Rüyada uçmak
Son düzenlenme tarihi:
Ben düşlerimde mantıklı biçimde uçuyorum; süpermen gibi kolumu ileri uzatıp uçmuyorum. Benim için uçmak tıpkı su altında yüzmek gibi. Sadece sudan daha hafif bir sıvının ya da havadan daha yoğun bir gazın içindeymişim gibi hissediliyor. Uçabilmek için bütün vücudumu kullanmam gerekiyor. Üzerimdeki ağır kıyafetlerden suyun dibine batmışım da su yüzüne çıkmak için çırpınıyormuşcasına iki bacağım ve iki kolumla bi gerçek hayattakinden daha yoğun hissedilen havayı aşağıya ite ite ancak yükselebiliyorum. Bazı rüyalarda havayı daha hafif hissediyorum ve yükselmesi buna göre zorlaşıyor. Ne olursa olsun istediğim kadar yükselebilmem ya da hiç efor sarfetmeden uçabilmem muhtemelen hiçbir düşümde mümkün olmadı. Bazen gücüm sadece iki üç insan boyu, bazen bir apartman boyu, bazen de şanslıysam bir gökdelen boyu yükselmeye yetiyor. Bulutlara erişmek ise çok nadir bir durum. Maalesef çoğu rüyada iki üç insan boyu yükselebilmek bile nasip olmuyor.

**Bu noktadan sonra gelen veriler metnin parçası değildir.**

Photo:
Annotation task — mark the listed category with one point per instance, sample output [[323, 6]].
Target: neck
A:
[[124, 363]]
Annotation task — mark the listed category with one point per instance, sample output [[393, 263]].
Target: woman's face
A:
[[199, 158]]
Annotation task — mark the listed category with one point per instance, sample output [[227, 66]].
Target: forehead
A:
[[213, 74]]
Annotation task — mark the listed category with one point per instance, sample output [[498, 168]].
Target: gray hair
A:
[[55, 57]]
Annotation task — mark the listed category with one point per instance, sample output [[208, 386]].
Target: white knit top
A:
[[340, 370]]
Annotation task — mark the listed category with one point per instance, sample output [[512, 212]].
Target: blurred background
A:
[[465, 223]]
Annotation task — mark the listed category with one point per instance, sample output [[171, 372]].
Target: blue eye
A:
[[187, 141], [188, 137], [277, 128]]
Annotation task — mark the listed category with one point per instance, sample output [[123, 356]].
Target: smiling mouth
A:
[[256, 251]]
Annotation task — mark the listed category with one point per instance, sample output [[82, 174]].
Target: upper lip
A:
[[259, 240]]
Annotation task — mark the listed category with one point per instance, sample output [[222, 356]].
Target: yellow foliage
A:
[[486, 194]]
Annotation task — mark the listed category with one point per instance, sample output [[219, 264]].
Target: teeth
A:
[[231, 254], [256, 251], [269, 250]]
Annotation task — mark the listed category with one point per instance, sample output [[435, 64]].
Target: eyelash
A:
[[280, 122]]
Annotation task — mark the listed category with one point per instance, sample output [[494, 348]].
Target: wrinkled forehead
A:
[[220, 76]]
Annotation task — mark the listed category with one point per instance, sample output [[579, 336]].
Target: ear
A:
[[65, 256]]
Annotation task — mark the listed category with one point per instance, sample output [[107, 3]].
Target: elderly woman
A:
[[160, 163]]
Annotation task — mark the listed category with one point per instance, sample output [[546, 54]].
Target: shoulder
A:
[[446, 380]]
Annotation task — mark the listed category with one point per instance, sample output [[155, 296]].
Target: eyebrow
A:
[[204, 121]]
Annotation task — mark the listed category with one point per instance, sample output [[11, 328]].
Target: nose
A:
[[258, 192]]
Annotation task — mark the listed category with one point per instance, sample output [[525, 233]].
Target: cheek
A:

Sadece kötü karakterlerden kaçtığım rüya tipinde uçabiliyorum. Benden başka uçabilen olmuyor ama benim uçabilmem yine de bir mucize gibi değil de kabiliyet olarak görülüyor. Bazen bu kötülerden havada tepinme kabiliyetim sayesinde uzun süren bir kovalamacanın ardından kaçabiliyorum. Ancak biraz uzaklaşmakla içim rahat etmez. Bunlar bana zarar vermek isteyen ve elinin altında bin bir numarası olan gaddar kişiler. O yüzden dünyasını öbür ucuna kadar havada tepine tepine gitmem lazım. Bu da kötü karakterlerden kaçma rüya tipini ayrı bir rüya tipi olarak gördüğüm gezginci rüya tipine dönüşmesine sebep olabiliyor. Tehlikelerden iyice uzaklaştıkça vücuttaki stres de buna göre azalmaya ve rüya daha hoşa gitmeye başlıyor. Yeni mekanlar görüyor, yeni maceralar yaşıyorum. Keyifle uça uça gezmek dolaşmak iyi güzel ama arkamda bırakıp gittiğim yerler ise bu rüyalara biraz burukluk katıyor.